Inspiration

  • Our interest in quantifying social sentiment surrounding the stock market with machine learning and natural language processing alongside our activities in the Applied Mathematics club, and the Electronics and Engineering Club at Berkeley city college (open courseware) led us to undertake this project.

What it does; How we built it

While we set out to do a lot: to build a dynamic system intaking new data with which we could reinforce our ML model, we chose to stick to a fixed data set to offer historical data on sentiment analysis, and we built a platform using Figma, supplemented with our own Java Script and used Flask to connect the front and back-ends to offer an aggregate sentiment (bearish, bullish, neutral) for a given ticker.

Challenges we ran into

We ran into some problems involving connecting user input with our ML pipeline; Implementing live web scraping to create a dynamic data set and creating dynamically updating threshold sentiments developed specifically for each ticker using our own algorithm. We also had trouble with measuring alpha generation, actually back-testing our recommendations for position management based on our readings for sentiment analysis was a difficult task.
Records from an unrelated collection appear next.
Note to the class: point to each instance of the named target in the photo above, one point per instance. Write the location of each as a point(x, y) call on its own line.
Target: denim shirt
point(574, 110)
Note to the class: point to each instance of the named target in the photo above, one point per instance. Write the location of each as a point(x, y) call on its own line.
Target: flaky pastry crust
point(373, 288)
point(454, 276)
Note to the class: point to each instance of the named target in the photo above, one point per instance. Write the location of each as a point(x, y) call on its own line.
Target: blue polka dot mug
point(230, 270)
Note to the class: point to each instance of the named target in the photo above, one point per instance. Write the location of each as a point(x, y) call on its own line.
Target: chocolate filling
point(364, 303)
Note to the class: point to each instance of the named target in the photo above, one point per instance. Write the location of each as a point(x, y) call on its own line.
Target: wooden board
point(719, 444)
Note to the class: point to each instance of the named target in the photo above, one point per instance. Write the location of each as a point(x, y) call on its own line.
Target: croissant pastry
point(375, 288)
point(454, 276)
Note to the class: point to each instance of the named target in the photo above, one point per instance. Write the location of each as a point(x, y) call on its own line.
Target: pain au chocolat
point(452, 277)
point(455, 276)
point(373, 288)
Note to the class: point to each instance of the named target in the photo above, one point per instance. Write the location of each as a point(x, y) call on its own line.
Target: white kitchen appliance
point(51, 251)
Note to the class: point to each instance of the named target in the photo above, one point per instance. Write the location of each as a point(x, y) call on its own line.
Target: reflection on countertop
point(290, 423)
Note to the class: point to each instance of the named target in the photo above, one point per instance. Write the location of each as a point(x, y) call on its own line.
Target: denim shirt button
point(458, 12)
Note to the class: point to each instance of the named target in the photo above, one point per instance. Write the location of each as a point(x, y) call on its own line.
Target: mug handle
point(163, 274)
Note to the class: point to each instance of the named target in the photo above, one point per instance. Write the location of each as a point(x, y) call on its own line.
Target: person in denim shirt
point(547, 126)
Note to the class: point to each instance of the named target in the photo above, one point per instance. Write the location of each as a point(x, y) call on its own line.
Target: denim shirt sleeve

Accomplishments that we're proud of

Overcoming the hurdle of connecting user input on our website with our ML pipeline, and being able to limit our scope when we needed to.

What we learned

Version control across different languages within a short time frame (especially given that we were using micro web frame works (i.e flask) : JavaScript, CSS, and Python) across different platforms (PyCharm, Visual Studio, Git, Google Collaboratory)

What's next for probabilistic-sentiment-analysis

What's next is ramping up to live sentiment analysis, web scraping social media with live APIs, position management recommendations across different time-frames. We also want to eventually integrate GPT-3 as a sort of sandbox feature for users to determine sentiment of their own input and use cohere for generating synopsis of articles and use our algorithm for sentiment analysis of the generated synopsis to evaluate the presence of strong biases before articles are published.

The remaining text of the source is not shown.